Een scène zich afspelend in het door gaslicht verlichte laboratorium van Robert Bunsen, dramatisch-spannend verteld en met het enthousiasme uit de begintijd van onze techniek doorspekt, werd voor de kinderen afgespeeld. Bunsen scheidde de gasvlam in een licht- en warmtevlam. Met zijn aanwijzingen vervaardigden de technici de bunsenbrander die door de toevoer van lucht de intensiteit van de warmte buitengewoon verhoogde.
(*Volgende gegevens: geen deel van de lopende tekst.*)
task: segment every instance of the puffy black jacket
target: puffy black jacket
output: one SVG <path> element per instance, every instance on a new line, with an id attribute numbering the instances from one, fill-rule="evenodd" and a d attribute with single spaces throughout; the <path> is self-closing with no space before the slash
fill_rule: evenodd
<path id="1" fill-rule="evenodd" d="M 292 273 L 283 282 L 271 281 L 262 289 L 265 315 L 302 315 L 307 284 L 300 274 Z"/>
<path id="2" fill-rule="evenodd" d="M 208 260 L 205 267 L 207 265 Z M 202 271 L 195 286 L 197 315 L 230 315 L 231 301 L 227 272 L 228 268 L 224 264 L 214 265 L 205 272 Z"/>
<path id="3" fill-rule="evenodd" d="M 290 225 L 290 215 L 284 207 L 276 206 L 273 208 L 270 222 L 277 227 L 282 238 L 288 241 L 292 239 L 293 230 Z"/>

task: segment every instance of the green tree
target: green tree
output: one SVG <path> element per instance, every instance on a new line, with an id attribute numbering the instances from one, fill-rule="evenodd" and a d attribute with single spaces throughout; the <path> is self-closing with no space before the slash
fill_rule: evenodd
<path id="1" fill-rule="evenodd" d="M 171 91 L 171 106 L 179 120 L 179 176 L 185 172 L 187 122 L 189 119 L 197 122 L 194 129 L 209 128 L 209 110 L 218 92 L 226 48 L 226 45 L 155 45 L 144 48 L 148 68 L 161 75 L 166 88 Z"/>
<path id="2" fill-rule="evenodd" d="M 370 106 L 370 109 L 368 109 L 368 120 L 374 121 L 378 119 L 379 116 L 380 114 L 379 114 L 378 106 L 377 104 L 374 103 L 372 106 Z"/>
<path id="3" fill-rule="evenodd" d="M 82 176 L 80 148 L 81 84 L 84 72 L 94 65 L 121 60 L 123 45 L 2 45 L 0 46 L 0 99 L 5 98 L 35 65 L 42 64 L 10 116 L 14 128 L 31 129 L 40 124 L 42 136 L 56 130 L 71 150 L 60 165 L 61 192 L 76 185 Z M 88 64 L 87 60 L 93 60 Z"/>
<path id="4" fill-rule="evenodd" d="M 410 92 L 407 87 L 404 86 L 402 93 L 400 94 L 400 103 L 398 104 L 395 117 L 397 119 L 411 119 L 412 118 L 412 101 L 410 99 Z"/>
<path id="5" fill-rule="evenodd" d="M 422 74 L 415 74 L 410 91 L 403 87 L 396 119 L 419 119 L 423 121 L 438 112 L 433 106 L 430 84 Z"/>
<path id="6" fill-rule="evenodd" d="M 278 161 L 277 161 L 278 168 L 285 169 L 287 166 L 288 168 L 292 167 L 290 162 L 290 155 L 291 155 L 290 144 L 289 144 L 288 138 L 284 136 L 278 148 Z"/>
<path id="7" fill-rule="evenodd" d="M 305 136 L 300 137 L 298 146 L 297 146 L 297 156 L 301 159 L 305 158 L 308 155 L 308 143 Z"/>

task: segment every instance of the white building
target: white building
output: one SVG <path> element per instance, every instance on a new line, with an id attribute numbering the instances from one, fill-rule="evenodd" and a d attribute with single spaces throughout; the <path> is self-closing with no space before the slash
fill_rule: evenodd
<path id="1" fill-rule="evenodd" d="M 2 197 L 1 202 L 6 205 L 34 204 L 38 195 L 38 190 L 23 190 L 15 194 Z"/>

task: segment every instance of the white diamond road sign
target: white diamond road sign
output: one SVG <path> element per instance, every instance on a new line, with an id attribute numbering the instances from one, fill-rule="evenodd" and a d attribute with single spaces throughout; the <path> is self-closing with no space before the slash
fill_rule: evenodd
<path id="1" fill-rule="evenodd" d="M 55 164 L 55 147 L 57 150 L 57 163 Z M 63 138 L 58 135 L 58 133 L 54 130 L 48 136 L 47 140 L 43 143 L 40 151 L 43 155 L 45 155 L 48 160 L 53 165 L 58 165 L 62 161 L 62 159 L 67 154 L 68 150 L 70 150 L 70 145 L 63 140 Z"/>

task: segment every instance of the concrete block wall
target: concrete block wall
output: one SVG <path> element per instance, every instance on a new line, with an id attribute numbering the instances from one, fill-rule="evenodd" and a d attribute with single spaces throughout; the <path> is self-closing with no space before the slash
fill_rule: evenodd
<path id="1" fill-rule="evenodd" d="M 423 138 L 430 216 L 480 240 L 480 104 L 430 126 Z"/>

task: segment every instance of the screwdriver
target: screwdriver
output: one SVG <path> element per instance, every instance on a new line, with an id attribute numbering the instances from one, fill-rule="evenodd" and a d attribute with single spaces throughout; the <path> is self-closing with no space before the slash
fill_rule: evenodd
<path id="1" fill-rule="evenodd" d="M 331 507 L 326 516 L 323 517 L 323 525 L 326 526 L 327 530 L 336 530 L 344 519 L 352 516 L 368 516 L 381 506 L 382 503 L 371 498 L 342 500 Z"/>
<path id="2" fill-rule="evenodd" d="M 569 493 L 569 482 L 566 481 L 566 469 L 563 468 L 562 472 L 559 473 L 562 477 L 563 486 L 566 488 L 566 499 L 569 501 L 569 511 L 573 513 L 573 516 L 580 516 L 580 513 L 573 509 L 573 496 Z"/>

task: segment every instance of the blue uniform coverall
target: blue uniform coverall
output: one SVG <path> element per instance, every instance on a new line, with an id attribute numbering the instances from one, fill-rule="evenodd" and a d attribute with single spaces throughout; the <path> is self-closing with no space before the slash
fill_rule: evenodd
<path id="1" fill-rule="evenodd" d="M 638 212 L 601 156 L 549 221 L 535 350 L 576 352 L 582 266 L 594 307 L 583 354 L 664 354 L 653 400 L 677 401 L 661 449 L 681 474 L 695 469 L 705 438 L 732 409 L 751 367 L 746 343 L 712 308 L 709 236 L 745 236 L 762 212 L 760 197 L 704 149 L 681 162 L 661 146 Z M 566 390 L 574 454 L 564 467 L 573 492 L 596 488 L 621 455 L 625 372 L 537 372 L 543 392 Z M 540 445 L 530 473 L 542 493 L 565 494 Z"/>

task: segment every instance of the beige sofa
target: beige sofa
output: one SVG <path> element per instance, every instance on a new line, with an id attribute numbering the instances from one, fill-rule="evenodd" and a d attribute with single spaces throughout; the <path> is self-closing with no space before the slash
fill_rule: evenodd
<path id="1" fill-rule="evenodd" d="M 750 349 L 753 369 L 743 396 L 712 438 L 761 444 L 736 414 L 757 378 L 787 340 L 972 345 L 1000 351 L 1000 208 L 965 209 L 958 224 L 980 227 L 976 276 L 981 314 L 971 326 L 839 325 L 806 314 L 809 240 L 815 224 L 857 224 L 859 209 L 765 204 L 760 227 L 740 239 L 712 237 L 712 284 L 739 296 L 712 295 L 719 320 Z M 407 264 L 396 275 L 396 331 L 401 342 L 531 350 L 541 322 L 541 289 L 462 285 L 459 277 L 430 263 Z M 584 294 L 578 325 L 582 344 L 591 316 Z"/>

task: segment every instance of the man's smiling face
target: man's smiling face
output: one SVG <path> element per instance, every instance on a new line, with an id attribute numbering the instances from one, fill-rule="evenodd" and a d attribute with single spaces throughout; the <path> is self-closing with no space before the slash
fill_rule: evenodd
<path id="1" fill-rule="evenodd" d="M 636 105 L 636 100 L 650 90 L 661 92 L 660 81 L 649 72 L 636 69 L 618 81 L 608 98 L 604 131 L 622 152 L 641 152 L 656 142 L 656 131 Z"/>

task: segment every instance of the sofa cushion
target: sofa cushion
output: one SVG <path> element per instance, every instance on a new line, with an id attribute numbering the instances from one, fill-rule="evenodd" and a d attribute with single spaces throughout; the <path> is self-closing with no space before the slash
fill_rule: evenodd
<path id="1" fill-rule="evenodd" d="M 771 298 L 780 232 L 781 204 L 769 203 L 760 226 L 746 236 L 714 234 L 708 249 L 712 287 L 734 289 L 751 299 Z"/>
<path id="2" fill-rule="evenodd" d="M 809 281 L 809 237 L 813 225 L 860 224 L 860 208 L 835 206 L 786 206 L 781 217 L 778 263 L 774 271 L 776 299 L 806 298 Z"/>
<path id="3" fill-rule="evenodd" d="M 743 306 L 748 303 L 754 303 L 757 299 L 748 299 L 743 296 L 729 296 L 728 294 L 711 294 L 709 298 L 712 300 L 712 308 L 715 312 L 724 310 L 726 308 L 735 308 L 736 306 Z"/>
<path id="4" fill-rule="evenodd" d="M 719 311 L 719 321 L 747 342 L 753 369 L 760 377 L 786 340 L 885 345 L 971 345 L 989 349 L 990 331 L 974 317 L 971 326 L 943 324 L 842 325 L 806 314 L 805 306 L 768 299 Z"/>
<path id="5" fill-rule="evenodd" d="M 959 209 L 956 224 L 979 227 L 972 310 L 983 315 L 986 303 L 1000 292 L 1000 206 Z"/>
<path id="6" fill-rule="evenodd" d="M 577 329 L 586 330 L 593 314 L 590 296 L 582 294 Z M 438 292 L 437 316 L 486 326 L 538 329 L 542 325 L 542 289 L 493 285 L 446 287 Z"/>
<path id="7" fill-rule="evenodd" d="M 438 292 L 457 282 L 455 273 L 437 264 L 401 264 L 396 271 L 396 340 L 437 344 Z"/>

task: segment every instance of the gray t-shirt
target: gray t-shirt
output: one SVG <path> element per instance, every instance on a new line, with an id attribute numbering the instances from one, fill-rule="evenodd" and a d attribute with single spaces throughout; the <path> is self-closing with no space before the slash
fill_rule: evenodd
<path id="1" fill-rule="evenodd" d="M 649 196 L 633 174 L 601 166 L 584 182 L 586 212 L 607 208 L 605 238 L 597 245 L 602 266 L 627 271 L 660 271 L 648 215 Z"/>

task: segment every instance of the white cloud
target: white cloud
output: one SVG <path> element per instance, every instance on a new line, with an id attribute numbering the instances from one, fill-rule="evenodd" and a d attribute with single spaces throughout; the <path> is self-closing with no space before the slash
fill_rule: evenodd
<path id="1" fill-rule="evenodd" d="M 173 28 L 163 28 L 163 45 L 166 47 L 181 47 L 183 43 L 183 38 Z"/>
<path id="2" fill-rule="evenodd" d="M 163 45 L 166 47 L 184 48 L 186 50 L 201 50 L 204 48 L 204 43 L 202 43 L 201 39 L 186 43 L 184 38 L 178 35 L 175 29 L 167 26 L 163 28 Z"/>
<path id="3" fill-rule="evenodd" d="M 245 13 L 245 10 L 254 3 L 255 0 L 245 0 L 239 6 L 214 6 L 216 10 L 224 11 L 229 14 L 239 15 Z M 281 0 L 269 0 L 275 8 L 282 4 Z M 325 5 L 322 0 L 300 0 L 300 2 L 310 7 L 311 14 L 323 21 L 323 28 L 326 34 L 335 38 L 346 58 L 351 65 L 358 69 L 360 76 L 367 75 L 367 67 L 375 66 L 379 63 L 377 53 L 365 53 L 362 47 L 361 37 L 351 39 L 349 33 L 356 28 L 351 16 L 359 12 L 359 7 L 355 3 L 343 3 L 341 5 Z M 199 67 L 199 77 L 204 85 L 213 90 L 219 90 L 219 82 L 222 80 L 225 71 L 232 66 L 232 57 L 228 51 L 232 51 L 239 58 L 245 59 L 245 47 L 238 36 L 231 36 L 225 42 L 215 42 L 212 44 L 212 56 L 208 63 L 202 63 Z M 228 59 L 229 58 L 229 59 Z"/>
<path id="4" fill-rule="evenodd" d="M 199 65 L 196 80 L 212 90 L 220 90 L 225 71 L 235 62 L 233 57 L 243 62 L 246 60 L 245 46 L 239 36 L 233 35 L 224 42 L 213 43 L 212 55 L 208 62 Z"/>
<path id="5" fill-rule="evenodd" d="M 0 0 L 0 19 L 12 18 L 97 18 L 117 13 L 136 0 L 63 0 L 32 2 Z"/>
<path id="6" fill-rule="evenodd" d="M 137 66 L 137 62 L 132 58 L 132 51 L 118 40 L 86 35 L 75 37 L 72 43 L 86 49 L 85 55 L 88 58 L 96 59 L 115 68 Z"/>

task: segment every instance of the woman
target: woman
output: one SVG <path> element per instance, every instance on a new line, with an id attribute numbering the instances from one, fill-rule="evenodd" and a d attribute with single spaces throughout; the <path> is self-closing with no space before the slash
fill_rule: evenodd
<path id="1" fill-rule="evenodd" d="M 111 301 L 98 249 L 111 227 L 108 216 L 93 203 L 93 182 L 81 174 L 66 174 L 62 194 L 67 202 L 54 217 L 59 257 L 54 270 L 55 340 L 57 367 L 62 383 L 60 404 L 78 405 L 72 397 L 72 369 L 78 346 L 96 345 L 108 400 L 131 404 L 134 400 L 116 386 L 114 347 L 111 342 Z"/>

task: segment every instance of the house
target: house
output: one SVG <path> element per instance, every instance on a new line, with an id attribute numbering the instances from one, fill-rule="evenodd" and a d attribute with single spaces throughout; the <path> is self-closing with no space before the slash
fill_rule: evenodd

Tot aan onze gashaard – ook het vuursteentje van de gasaansteker is door de metaalverbranding te verklaren – tot aan de gasvlam bij het lassen dat in het economisch leven zoveel gemak met zich meebrengt: dat danken wij aan de eenvoudige ontdekkingen van Bunsen.
Wanneer je dan zijn betekenis voor de ontwikkeling van de scheikunde noemt, voor de spectraalanalyse, span je ook al weer een boog naar de toekomst en bereid je al voor wat pas jaren later lesstof zal zijn.
*De opbouw en het kunnen geven van de periode dank ik aan de aanwijzingen van de overleden eerste schoolarts en scheikundeleraar van de vrijeschool, Eugen Kolisko.
.
7e klas scheikunde: alle artikelen
Scheikunde: alle artikelen
7e klas: alle artikelen
Vrijeschool in beeld: 7e klas
.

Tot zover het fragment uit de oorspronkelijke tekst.